Human beings are social animals, and our first instinct is to trust others. Con men, of course, have long known this - their craft consists largely of playing on this predilection, and turning it to their advantage.
But recently, behavioral scientists have also begun to unravel the inner workings of trust. Their aim is to decode the subtle signals that we send out and pick up, the cues that, often without our knowledge, shape our sense of someone's reliability.
Researchers have discovered that surprisingly small factors - where we meet someone, whether their posture mimics ours, even the slope of their eyebrows or the thickness of their chin - can matter as much or more than what they say about themselves. We size up someone's trustworthiness within milliseconds of meeting them, and while we can revise our first impression, there are powerful psychological tendencies that often prevent us from doing so - tendencies that apply even more strongly if we've grown close.
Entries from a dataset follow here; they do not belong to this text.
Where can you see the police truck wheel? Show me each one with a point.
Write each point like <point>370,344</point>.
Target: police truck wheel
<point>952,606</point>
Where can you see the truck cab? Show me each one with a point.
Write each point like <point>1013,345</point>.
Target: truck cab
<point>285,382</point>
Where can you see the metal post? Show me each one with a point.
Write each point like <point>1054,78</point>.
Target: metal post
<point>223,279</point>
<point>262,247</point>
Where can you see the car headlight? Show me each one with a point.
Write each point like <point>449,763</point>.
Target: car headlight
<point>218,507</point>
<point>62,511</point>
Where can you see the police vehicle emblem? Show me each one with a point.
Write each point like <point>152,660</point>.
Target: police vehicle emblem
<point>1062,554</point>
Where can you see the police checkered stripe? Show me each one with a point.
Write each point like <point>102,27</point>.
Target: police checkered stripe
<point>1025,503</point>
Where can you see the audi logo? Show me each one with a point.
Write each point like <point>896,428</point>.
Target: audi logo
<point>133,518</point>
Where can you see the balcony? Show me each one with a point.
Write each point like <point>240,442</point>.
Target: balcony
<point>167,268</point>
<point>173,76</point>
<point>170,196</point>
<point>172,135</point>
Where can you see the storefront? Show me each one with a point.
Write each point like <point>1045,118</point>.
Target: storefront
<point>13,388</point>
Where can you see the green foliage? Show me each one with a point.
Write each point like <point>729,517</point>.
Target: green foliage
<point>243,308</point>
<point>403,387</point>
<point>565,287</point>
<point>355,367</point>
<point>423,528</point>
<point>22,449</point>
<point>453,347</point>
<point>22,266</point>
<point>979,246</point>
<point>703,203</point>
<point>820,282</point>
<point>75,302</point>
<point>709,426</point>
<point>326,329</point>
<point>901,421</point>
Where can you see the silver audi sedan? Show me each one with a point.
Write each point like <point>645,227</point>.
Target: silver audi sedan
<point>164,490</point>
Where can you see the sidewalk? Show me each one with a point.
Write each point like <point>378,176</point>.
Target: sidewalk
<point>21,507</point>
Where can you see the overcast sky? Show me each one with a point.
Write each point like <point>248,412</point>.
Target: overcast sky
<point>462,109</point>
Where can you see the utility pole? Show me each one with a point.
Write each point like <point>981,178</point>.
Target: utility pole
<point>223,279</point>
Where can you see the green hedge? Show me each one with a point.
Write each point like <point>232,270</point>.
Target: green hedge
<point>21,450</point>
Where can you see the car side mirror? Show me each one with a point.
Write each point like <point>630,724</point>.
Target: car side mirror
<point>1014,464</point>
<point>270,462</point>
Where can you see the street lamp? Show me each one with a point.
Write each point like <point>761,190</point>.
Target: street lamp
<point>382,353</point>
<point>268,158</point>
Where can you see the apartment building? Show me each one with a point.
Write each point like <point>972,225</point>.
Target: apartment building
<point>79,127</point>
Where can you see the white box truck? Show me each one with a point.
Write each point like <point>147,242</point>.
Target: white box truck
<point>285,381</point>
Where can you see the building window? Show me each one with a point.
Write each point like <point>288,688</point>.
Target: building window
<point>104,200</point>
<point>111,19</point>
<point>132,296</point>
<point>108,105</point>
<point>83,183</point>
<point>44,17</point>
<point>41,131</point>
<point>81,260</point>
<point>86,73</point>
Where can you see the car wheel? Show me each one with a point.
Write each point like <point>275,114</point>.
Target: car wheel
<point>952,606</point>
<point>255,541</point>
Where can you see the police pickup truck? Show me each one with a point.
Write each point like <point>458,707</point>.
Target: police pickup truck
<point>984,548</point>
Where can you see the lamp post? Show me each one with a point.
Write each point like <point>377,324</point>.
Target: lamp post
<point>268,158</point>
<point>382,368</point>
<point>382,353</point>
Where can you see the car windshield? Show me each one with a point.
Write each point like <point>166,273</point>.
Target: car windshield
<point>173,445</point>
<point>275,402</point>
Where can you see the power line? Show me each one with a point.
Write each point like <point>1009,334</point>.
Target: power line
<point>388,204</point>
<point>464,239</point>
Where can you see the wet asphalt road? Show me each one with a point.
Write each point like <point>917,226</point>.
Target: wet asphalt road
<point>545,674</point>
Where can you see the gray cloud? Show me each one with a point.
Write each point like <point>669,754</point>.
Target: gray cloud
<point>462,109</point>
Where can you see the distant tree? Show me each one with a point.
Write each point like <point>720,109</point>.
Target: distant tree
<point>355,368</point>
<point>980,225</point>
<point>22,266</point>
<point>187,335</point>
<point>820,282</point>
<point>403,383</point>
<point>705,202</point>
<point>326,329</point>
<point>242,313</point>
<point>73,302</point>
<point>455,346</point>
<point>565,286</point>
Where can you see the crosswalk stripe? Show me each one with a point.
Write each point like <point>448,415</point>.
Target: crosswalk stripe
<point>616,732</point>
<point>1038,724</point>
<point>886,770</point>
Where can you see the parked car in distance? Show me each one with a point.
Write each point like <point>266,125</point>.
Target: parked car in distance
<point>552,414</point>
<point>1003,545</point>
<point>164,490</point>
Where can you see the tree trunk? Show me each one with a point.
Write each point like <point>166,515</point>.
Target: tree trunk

"Trust is the baseline," says Susan Fiske, a social psychologist at Princeton University. "Trustworthiness is the very first thing that we decide about a person, and once we've decided, we do all kinds of elaborate gymnastics to believe in people."
According to researchers, the subtler aspects of body language or physiognomy are difficult, if not impossible, to manipulate. But what has become public about Gerhartsreiter's methods - his preppy clothes, penchant for approaching people at country clubs and society events, and modest hints at a storied lineage - matches up with a body of research that suggests just how powerful signals of common identity and status can be, and how they can override our better judgment.
And they illustrate how, though we live in an era of worry over faceless Internet predators and Web identity thieves, we can be at our most vulnerable face-to-face.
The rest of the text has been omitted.